「面白いね。本当に」
「ご、御免なさい」
「いや、はじめからわかっていた」
その言葉は、エリザに言ったものではない。
目の前の人物――異端審問官に向けられたものだった。
その素早い登場に彼が予想していた通り、この行為ははじめから知られていた。
「異端者の癖に、頭はいいな」
「貴方達のように、凝り固まった思考は持っていませんので。人間、脳味噌に血液を回した方がいい」
「黙れ! 我等を冒涜する気か」
「その言葉、すぐに訂正しろ」
図星を付かれたことを隠す為か、異端審問官は更に口調を強めていく。
その感情的な態度に、ユーリッドは鼻で笑うと冷たい視線を向ける。
そして、穏やかな雰囲気を見せていたユーリッドとは思えない言葉を発した。
その瞬間、周囲にざわめきが走りエリザは目を丸くした。
「下等な生き物が」
ユーリッドの台詞は明らかに、相手を見下していた。
その言葉に、異端審問官の一人が完全に切れてしまう。精霊に仕える存在を貶す行為。
精霊信仰は精霊を敬うと同時に、その代弁者でもある聖職者も敬わなければいけなかった。
だが、ユーリッドはその代弁者を見下した。
異端行為――そう認識した瞬間、彼等がやることは決まっていた。
そもそも異端審問官という職業は、一般的に知られている教えに反した者達を捕まえ律する。
しかし、現実の意味は違う。
彼等は気に入らないと判断した者を捕まえ、罰を下す。
何より律すると罰の間には大きく差があり、完璧に欲望の捌け口となってしまっている。
その時、異端審問官の一人の手が伸びた。
そして指先がユーリッドに触れようとした寸前、何者かにその腕を掴まれてしまう。
『汚らわしい手で、主に触れるな』
異端審問官に向かって威しに似た声音を発したのはレスタで、無礼者の腕を掴んでいるのも彼であった。
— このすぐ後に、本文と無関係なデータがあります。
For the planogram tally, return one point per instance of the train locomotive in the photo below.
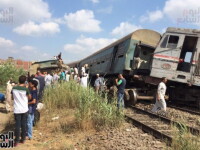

すると次の瞬間、掴まれている部分が見る見る白く変化し凍りだしていく。
『そのような腕、なくなればいい』
姿を見せない相手に、腕を掴まれている異端審問官は恐怖で身体を震わせていた。
そして視界の先に見えるのは、徐々に凍り付いていく自身の腕。
その場合、力任せに腕を引き抜き開放するという方法も考えられたが、その衝撃で凍り付いた部分が砕ける可能性が高い。